Dr. Jennifer Ann Wooten joined the faculty of SPS in Fall of 2015, as our new Director of Language Instruction. She describes her job as “helping us all be the best teachers that we can be so that our students have the best language learning experience possible.” Her current scholarly and pedagogical foci include teaching World Languages for social justice and encouraging community engagement (especially via service-learning courses).
“Helping us all be the best teachers that we can be so that our students have the best language learning experience possible.”
Dr. Wooten understands the challenges of learning and teaching a foreign language. Although she was exposed to Spanish at an early age, she recalls that, “Like a lot of students today, I didn’t have access to instruction in Spanish once I moved into public schools in first grade. I remember saying the alphabet, counting, repeating colors, and singing songs in Spanish to myself and with some of the kids who spoke Spanish throughout elementary school. Even then I recognized that Spanish allowed me another way to talk about things, to communicate with some of my little friends, to move my mouth in other ways, to be different.”
One of the things that Dr. Wooten already loves about UF, and our department in particular, is the emphasis on community engagement through the Gator Good campaign. Her work in her Spanish classes and in her own research has increasingly focused on how university students can collaborate with local organizations serving Spanish speakers to further the goals of those organizations while also increasing students’ linguistic proficiency and their understanding of the experiences of the individuals with whom they work.
When university students move beyond the classroom, they see that Spanish and Portuguese are not “foreign” languages – they are used in numerous ways on campus, in Gainesville, in Alachua County, in our state, and in our nation! Dr. Wooten notes that it is especially “motivational for university students to see the varied contexts where they can use and extend the skills they are learning in the classroom not only for their own purposes but also in service to others.”
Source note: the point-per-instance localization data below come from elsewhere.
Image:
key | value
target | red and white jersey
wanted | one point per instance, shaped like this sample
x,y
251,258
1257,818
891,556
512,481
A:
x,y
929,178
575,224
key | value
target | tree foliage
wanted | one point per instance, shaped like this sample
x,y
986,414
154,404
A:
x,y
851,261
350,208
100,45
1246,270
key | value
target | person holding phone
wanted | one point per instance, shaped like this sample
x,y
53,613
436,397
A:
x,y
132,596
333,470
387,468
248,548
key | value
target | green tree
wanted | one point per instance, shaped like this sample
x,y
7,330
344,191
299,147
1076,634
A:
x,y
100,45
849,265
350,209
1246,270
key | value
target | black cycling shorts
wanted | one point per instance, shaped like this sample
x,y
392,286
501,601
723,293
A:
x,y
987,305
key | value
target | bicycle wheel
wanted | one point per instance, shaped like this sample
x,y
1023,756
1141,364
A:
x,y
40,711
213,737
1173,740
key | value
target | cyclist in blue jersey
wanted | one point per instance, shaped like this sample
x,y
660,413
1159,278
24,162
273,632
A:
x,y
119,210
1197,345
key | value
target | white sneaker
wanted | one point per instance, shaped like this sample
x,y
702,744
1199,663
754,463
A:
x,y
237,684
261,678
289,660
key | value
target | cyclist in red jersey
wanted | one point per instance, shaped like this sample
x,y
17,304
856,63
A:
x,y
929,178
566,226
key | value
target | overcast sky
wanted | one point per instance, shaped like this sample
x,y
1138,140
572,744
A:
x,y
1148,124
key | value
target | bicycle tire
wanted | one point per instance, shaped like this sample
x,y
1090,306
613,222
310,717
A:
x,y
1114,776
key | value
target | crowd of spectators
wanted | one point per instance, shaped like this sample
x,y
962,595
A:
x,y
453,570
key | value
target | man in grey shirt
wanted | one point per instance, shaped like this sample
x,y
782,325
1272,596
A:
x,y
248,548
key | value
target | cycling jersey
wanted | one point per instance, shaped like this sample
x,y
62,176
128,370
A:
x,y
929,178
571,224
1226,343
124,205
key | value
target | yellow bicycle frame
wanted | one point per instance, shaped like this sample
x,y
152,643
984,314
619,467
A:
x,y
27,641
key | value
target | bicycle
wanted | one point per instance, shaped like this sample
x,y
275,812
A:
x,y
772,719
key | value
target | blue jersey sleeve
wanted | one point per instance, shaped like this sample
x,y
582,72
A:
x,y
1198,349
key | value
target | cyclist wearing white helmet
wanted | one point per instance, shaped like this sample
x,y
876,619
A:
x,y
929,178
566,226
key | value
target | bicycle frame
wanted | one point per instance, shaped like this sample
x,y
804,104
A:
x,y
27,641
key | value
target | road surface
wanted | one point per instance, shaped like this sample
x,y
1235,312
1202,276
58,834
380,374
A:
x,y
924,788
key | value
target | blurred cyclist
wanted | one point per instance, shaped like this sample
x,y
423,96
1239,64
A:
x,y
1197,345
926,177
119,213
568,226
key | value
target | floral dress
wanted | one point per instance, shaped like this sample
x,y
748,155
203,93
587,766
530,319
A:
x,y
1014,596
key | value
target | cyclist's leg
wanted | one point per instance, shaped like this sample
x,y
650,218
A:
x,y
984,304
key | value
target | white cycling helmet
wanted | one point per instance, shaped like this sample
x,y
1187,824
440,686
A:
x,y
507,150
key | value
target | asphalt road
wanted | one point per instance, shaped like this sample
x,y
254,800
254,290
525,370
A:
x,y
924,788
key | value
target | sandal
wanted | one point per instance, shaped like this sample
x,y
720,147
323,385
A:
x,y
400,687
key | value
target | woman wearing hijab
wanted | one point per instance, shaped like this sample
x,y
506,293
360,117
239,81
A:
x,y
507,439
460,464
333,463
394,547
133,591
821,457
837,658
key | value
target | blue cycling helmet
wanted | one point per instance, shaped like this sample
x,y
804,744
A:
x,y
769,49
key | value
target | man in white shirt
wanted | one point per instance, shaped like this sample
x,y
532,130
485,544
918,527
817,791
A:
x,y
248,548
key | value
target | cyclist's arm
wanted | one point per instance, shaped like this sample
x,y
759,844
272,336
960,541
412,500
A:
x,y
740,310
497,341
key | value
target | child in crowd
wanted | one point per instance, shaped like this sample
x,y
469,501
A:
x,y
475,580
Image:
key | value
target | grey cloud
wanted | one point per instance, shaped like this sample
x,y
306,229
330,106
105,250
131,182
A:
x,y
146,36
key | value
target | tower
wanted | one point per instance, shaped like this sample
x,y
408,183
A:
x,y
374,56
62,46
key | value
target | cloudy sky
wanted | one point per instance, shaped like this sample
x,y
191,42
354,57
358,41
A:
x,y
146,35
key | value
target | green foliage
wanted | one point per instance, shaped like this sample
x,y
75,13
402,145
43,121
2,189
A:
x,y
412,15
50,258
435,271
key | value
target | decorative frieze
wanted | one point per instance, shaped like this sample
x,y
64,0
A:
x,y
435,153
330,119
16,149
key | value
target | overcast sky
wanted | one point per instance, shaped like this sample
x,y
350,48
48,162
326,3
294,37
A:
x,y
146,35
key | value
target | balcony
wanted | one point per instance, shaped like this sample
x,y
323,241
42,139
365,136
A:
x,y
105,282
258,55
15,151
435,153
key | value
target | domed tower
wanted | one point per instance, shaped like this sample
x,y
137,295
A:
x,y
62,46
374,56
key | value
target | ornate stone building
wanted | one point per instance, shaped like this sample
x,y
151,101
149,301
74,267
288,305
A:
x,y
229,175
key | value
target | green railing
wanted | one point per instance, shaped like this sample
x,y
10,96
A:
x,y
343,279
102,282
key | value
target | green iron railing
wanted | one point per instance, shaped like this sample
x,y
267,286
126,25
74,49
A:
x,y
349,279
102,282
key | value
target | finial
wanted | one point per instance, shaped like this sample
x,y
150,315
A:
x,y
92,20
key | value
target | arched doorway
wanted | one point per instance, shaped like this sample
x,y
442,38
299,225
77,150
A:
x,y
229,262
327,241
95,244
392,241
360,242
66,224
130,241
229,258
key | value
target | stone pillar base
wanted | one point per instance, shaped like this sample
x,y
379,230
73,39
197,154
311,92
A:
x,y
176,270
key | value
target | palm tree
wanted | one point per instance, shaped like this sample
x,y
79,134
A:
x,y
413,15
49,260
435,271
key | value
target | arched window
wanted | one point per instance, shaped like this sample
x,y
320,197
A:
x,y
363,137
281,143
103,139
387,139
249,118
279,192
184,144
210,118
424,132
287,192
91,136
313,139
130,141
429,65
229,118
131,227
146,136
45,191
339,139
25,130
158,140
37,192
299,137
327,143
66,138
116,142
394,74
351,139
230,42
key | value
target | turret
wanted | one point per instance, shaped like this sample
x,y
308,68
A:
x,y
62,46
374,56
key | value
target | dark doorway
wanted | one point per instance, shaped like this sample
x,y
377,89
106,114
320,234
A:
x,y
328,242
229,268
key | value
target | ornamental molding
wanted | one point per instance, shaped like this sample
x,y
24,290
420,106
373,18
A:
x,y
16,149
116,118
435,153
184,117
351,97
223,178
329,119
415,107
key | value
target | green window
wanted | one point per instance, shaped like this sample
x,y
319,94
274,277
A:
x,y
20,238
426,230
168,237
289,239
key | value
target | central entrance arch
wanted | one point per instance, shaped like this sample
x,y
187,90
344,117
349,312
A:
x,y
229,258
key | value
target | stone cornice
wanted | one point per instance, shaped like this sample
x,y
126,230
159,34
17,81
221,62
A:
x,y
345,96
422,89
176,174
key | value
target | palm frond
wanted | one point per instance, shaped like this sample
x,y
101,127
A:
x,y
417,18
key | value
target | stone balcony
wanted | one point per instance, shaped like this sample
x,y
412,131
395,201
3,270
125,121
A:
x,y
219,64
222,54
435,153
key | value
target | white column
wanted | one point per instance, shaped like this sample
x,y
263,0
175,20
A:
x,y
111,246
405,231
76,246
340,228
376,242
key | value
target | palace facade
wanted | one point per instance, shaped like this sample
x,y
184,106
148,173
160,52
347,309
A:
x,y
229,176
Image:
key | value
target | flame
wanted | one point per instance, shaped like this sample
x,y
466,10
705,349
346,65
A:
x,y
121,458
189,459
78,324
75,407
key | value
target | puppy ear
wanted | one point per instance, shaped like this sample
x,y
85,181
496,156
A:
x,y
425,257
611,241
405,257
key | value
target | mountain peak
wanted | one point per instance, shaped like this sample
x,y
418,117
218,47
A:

In terms of where she would like to take our department, Dr. Wooten would like us to explore what she calls “a sort of inside-outside pedagogy” here. In other words, to consider how we can encourage students to further engage with Spanish- and Portuguese-speakers beyond our classroom walls: How can instructors go beyond, integrating community service and activities into and throughout our curriculum, even at the novice and intermediate levels? Dr. Wooten quickly clarifies, though, that she is not only advocating for a traditional conceptualization of service learning, that takes place outside of the classroom. Showing the breadth and depth of Spanish and Portuguese can happen in myriad ways, from virtual and in-person meet-and-greets and field trips, to professional experiences, to using the language for personal growth (for example via creative writing). These activities are happening in the department, including in the Spanish for the Professions courses and courses for the majors and minors in Spanish and Portuguese, because the faculty in the department are invested in and skilled at connecting students and Spanish and Portuguese in really innovative, vibrant ways.